Herr Gruber, Sie möchten dem etwas hinzufügen.
Werner Gruber: Ich weiß, dass Wind- und Solarenergie derzeit extrem sexy sind. Das Problem sind dabei nur die Batteriespeicher. Wir sind gerade dabei, im Burgenland – und dort gibt es seit Jahrzehnten sehr viele Wind- und Sonnenenergiekraftwerke – einen Batteriespeicher für 340 Megawatt hinzustellen. Damit können wir das ganze Burgenland für vier Stunden versorgen. Ich betone nochmals: für vier Stunden, nicht länger. Das heißt, wenn wir vier Tage Nebel und Windlosigkeit haben, was vielleicht einmal im Jahr vorkommt, dann haben wir ein Problem. Wir brauchen Speicherkapazität und das ist technologisch ein hochexperimentelles Gebiet. Die ETH Zürich hat einen 1-Terrawatt-Speicher gebaut, von dem man noch nicht weiß, ob er sich bewähren wird oder ob man ihn in 5 oder 10 Jahren mit all den Schadstoffen entsorgen wird müssen. Der von Herrn Panzenböck angesprochene Plan, dass wir Energie aus Teilen Europas zukaufen, wo gerade der Wind weht oder die Sonne scheint, klingt gut, aber wir haben nicht das Netz und wenn wir es über Strom doch schaffen, dann haben wir einen Verlust von rund 30 %. Wir können uns mit der aktuellen Energiekrise aber keine Verluste leisten, nicht von einem einzigen Kilowatt. Und der Aufbau eines derartigen Netzes dauert wahrscheinlich zehn Jahre, zwanzig, wenn wir auch von den Rändern Europas im Westen und Osten reden. Für die weitere Zukunft ist das aber ein wichtiger Plan.

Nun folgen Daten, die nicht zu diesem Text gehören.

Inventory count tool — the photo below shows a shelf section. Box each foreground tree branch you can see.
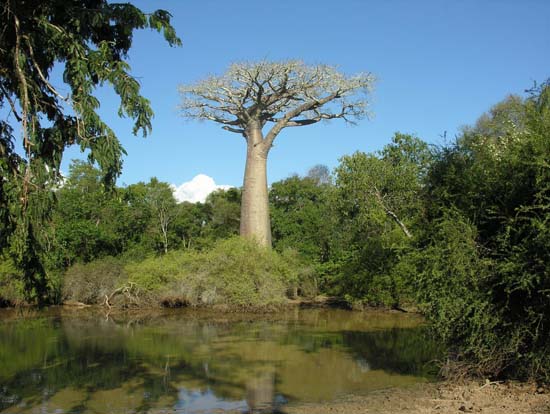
[179,61,374,246]
[0,0,181,300]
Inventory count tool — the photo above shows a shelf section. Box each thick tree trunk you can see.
[241,125,271,247]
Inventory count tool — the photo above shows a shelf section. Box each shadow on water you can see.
[0,310,439,414]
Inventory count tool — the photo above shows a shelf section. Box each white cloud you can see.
[172,174,233,203]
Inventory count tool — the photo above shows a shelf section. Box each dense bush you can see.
[0,256,25,307]
[417,85,550,381]
[62,257,126,304]
[126,237,312,307]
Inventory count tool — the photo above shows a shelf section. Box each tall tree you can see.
[180,61,374,246]
[0,0,180,300]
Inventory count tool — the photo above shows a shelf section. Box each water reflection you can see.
[0,310,444,413]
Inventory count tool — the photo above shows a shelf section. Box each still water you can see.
[0,309,440,414]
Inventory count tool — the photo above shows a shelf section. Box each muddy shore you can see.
[282,382,550,414]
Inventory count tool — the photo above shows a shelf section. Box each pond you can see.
[0,309,440,414]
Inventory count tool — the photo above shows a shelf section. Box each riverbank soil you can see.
[282,382,550,414]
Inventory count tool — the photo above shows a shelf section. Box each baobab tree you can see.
[180,61,374,246]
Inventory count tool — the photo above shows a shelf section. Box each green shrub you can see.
[62,257,126,304]
[126,237,310,307]
[0,256,25,306]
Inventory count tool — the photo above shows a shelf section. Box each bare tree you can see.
[180,61,374,246]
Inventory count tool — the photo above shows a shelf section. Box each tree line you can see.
[0,83,550,378]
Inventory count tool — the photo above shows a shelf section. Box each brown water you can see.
[0,309,440,414]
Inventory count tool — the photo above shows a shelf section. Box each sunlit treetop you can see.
[179,60,374,142]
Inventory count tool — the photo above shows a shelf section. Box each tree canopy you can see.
[0,0,181,300]
[180,60,374,246]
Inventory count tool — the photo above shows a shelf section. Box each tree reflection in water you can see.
[0,310,440,413]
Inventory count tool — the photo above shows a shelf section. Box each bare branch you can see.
[222,125,244,134]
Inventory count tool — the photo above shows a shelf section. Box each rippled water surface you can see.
[0,309,439,414]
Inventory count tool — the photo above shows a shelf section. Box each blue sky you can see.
[64,0,550,191]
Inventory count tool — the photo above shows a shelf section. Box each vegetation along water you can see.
[0,0,550,412]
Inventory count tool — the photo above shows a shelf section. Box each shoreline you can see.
[279,380,550,414]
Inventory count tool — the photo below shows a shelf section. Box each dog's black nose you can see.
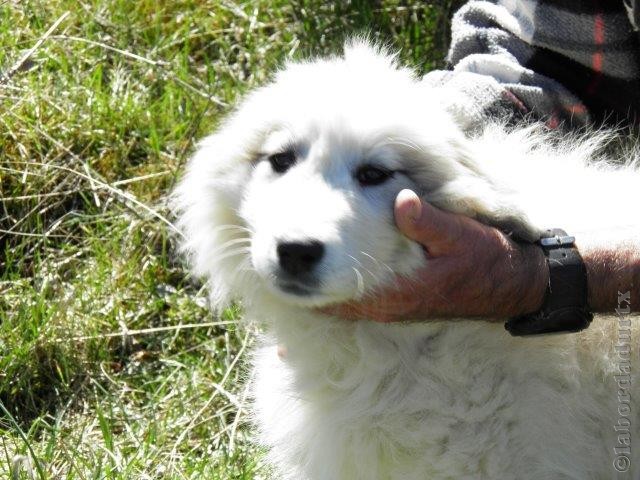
[277,241,324,275]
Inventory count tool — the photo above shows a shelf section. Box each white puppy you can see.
[176,42,640,480]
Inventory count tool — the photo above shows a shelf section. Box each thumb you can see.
[394,189,460,248]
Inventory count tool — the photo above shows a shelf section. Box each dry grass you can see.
[0,0,460,479]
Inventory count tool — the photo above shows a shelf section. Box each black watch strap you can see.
[505,228,593,336]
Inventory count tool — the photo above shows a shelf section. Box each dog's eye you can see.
[268,151,296,173]
[355,165,393,187]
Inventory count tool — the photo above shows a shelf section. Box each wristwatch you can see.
[504,228,593,336]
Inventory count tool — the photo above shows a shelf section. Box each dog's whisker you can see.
[212,223,253,233]
[213,237,251,253]
[351,267,364,296]
[210,247,251,262]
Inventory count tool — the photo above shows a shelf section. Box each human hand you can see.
[322,190,549,322]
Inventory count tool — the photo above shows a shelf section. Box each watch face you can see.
[504,307,593,336]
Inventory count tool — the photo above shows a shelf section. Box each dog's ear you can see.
[423,132,541,242]
[171,94,268,309]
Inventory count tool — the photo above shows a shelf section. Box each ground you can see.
[0,0,460,480]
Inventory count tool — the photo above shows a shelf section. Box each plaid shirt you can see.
[424,0,640,129]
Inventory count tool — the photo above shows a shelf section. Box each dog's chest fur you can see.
[255,312,638,480]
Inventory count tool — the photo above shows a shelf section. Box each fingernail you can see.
[409,200,422,223]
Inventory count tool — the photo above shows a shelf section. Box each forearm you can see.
[581,242,640,313]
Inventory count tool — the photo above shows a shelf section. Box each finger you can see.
[395,189,460,248]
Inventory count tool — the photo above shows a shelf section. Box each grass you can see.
[0,0,460,480]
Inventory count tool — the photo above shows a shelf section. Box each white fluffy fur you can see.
[176,43,640,480]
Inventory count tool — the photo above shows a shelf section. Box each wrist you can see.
[496,239,549,318]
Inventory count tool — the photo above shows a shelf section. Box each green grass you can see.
[0,0,460,480]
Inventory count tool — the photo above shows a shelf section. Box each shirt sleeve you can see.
[430,0,640,129]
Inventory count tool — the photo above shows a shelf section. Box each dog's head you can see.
[177,43,536,312]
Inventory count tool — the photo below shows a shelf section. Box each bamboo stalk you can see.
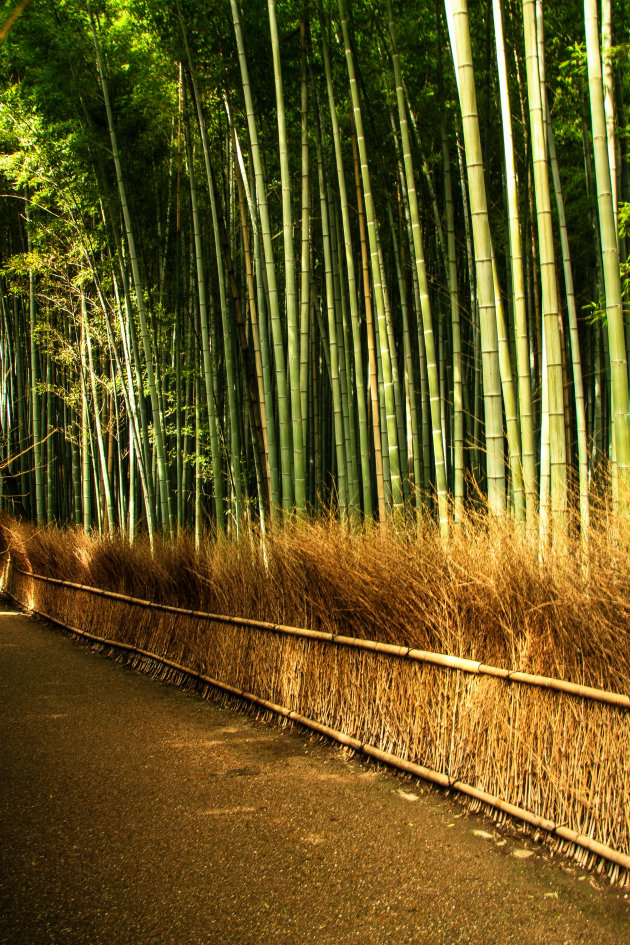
[14,567,630,709]
[7,588,630,870]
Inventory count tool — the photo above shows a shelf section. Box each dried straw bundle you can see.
[2,532,630,883]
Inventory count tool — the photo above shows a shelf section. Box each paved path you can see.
[0,601,630,945]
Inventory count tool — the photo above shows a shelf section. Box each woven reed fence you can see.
[2,557,630,885]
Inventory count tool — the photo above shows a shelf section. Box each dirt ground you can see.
[0,601,630,945]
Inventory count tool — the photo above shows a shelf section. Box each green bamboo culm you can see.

Was sind nun die To-Dos der europäischen Politik? Wo müssen wir die großen Hebel ansetzen?
Stefan Sengelin: Es sind derzeit viele Maßnahmen in Richtung CO2-Reduktion auf dem Tisch. Der politische Diskurs ist nicht einfach und einiges davon ist schwer umzusetzen, weil viele Menschen davon betroffen sind und die Widerstände entsprechend groß sind. Aber nichtsdestotrotz sind wir dran. Eine sehr wichtige Maßnahme ist die CO2-Bepreisung. Da konnte sich Österreich endlich in die Reihe der Staaten einfügen, die eine explizite CO2-Bepreisung haben. Die von Herrn Panzenböck angesprochene wirtschaftliche Dimension spielt der Energiewende natürlich in die Hände. Wir haben einen ganz klaren Kostenvorteil bei all diesen Technologien. Wenn von einer Entscheidung zwischen Kernenergie und fossilen Energien die Rede ist, sollte die Diskussion breiter geführt werden. Wir brauchen Investitionen in das Lastmanagement, in Technologien wie Netze, Speicher und Smart Meter, die dazu führen, dass wir die Lastprofile in der derzeitigen Form durch andere Möglichkeiten ersetzen können und wir Kraftwerke, die ständig laufen müssen, in dieser Form nicht mehr brauchen. Lenken wir Finanzflüsse in diese Technologien, die dazu beitragen, dass wir alte Systeme überwinden können. Was braucht es von politischer Seite? Es braucht gewiss finanzielle Anreize, aber nicht nur. Es braucht vor allem auch klare einheitliche Definitionen und Offenlegungen, was grün ist und welche Investitionen zu den Zielen des Green Deals beitragen. In diesem Zusammenhang ist Greenwashing – also die irreführende Bezeichnung von vermeintlich grünen Investitionen, die nicht zu den Umwelt- und Klimazielen im geforderten Ausmaß beitragen – ein Thema, das von den Aufsichtsbehörden genau verfolgt wird. Es ist wichtig, dass das Thema Umweltschutz den gleichen Stellenwert bekommt wie monetäre Kennzahlen. Das wird auf europäischer Ebene mit der neuen Unternehmensberichterstattung jetzt auch umgesetzt.
Nikolaus Müllner: Es gibt noch einen Punkt, der noch nicht angesprochen wurde und den ich noch erwähnen möchte: das Energiesparen. Und da ist noch sehr viel möglich. Es gibt einen sehr schönen Bericht vom Umweltbundesamt, wie Österreich seine Klimaziele erreichen könnte. Die Autoren des Berichts empfehlen hauptsächlich Einsparungen. Umstellen der Wirtschaft auf Kreislaufwirtschaft, zu versuchen diese Produktfülle, die wir derzeit haben, zu reduzieren, die Lebenszyklen der einzelnen Produkte zu verlängern, dann habe ich auch sofort weniger Transport, weniger Abfall. Bei Siedlungsstrukturen zu ermutigen, kompakter zu bauen, damit ich nicht so viel Transport habe, die Flächenversiegelung zu reduzieren. Das geht natürlich auch nicht von heute auf morgen, aber das scheint mir viel leichter umsetzbar zu sein als die anderen Möglichkeiten. Also einfach ein bisschen runter vom Energiekonsum.